They departed off to the vets,  which is where I leave the story. 

I have no idea what happened to the dog. I’m hoping the vet was able to save the dog. A bit of me is scared to try and find out. I don’t want there to be a sad end to the story. If I contact the vet to find out, that illusion of a happy ending is shattered. 

I loved Lassie movies as a kid. Yeah those old black and whites. But they would always have me in tears. Mind you so would movies like King Kong when Kong dies. You should see me at the end of the animated classic All Dogs Go To Heaven. I’m a mess.

When I arrived at The White Lion I went straight to the men’s room to wash off the blood from my right hand where I had been holding the hanky on the wound of the dog. Playing with a bloody hand might have freaked people out.

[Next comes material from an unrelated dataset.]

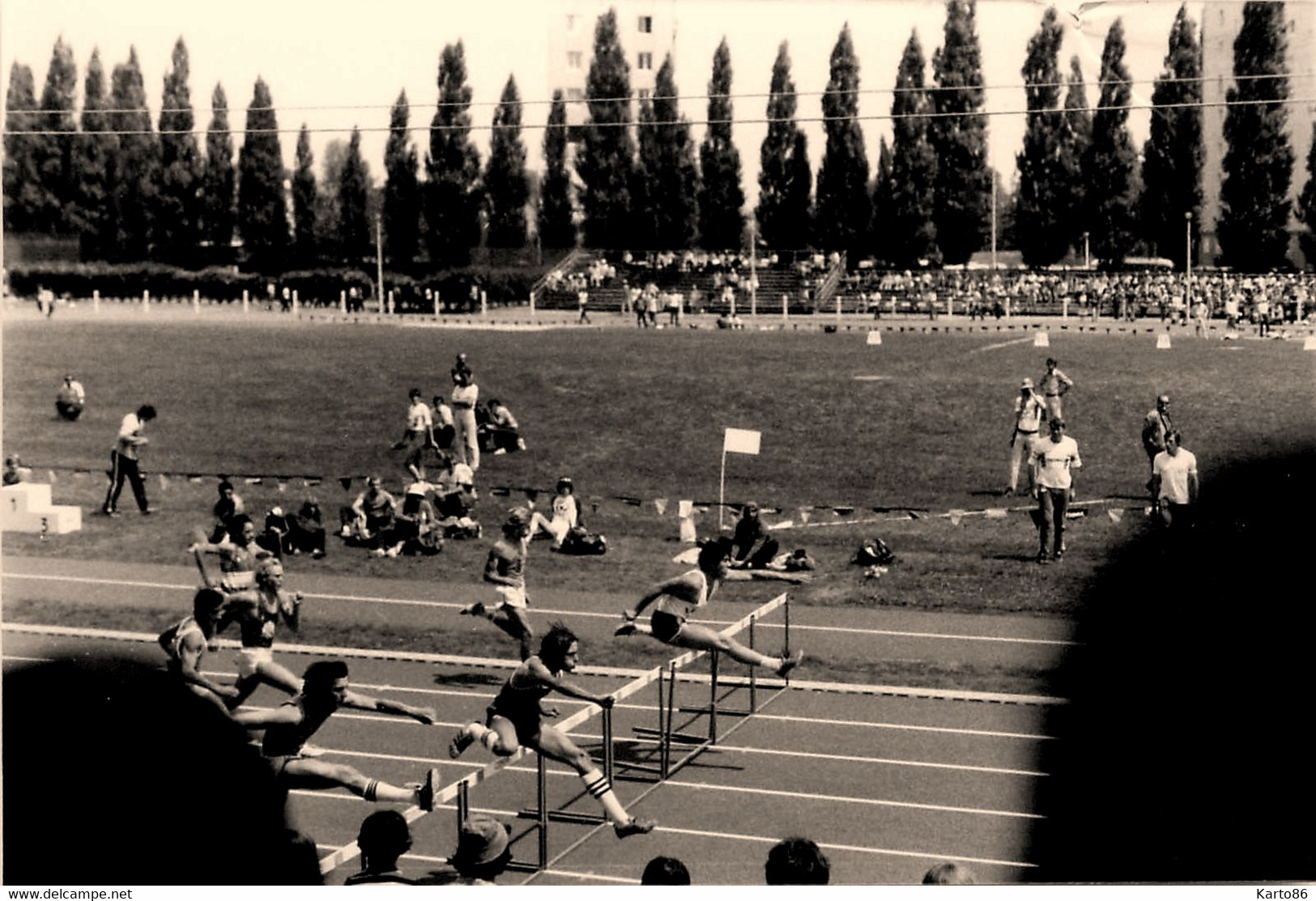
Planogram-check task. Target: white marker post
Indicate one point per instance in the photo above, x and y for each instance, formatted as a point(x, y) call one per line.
point(736, 441)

Our two games for the evening were two great games, Five Tribes and The Castles of Mad King Ludwig
Our first game of the evening was a favourite, Five Tribes, that hadn’t seen nearly enough time on the table. But that’s the draw back of having a collection full of great games. Too many great games, not enough time. It’s a first world problem. 

We played just the base game, no expansions. But we could have, but didn’t.

Early on I got a djinn that stopped my yellow and white meeples being assassinated from in front of me. Then I got one that made all my yellow meeples worth three points instead of one. I even assassinated a yellow meeple in front of Jonathan to make sure I had the majority. That’s ten points.

But it was obvious that Chris was going to win once he started to make use of his djinn ability and was placing the tents into his tile that could take tents. He had six on one space! Jonathan had gone the items route to scoring. Which is a route I don’t usually follow.

I think I only placed a couple of camels compared to everyone else. I used the auction stage to try and push up the price of first place and drain the others of money/points. Which worked sometimes, especially when the others were paying eighteen coins to get first place.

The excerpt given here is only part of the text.